De Bethléem où il s’est retiré pour vivre dans le silence et la prière, saint Jérôme mène un travail forcené de traducteur, d’exégète, de polémiste, d’épistolier. A la suite d’Origène, qu’il a longtemps admiré avant de s’en déclarer l’adversaire, à la suite d’Eusèbe de Césarée qui a écrit un Onomasticon, recensant tous les noms de lieux de la Bible, et des Chroniques que Jérôme lui-même a traduites et prolongées, il souhaite doter le public cultivé d’ouvrages de référence, pour donner aux lettres chrétiennes leurs titres de noblesse. Nous sommes dans les dernières années du IVe siècle, en un moment où le christianisme commence à donner le ton à toute la société et où le paganisme longtemps dominant se voit réduit à disparaître.

C’est ainsi que l’ermite de Bethléem entreprend de rédiger son De Viris illustribus, qui tient à la fois du catalogue de bibliothèque et du dictionnaire biographique. Il s’agit, en 135 notices, de présenter tous les auteurs chrétiens de quelque notoriété entre saint Pierre et Jérôme lui-même. Seuls trois non-chrétiens y sont admis, eu égard à leurs liens avec le développement de la pensée chrétienne : Philon d’Alexandrie, Sénèque et Flavius Josèphe. On remarque d’étranges omissions : Augustin est oublié, ainsi que Rufin d’Aquilée et Evagre le Pontique, alors que Jérôme a eu affaire à eux.
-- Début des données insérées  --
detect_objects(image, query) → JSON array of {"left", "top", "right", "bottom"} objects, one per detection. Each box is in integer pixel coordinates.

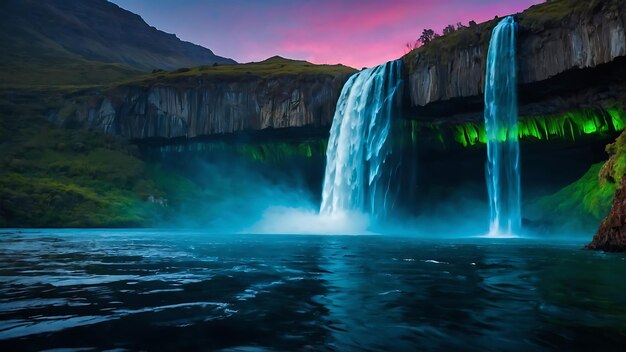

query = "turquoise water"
[{"left": 1, "top": 229, "right": 625, "bottom": 350}]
Certaines notices sont très courtes, juste quelques lignes, d’autres atteignent plusieurs pages (Ignace d’Antioche, Origène, Jérôme bien sûr). Les Grecs y sont les plus nombreux, mais les Latins forment un bon contingent. Les auteurs écrivant en syriaque sont à peine cités (Bardesane et Ephrem sont seuls à figurer), comme cela sera souvent la règle par la suite, prouvant que le monde oriental évolue de plus en plus à l’écart de l’Église impériale.
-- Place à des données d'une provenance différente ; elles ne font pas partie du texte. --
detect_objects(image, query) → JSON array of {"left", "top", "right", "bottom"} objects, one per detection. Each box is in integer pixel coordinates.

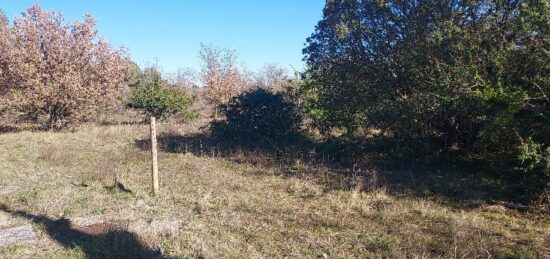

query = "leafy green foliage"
[
  {"left": 519, "top": 138, "right": 550, "bottom": 174},
  {"left": 128, "top": 67, "right": 196, "bottom": 120},
  {"left": 303, "top": 0, "right": 550, "bottom": 201}
]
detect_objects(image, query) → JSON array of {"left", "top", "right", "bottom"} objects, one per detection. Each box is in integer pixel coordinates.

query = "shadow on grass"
[
  {"left": 104, "top": 181, "right": 133, "bottom": 194},
  {"left": 0, "top": 204, "right": 166, "bottom": 259},
  {"left": 0, "top": 125, "right": 30, "bottom": 134},
  {"left": 134, "top": 131, "right": 519, "bottom": 209},
  {"left": 135, "top": 131, "right": 317, "bottom": 162}
]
L’ouvrage garde son utilité et nous fait connaître bien des personnages curieux et des ouvrages perdus depuis l’antiquité. On se prend à rêver que telle bibliothèque du Caucase ou des Balkans nous restitue un jour l’Exposition des paroles du Seigneur de Papias ou les Actes de l’Église d’Hégésippe, nous fournissant ainsi les premiers jalons de histoire de l’Église.

La traduction, les notes et les commentaires abondants et généralement bien venus sont de Delphine Viellard, chargée de cours à l’université Blaise Pascal de Clermont-Ferrand.

P. Michel Gitton, ordonné prêtre en 1974, membre de la communauté apostolique Aïn Karem.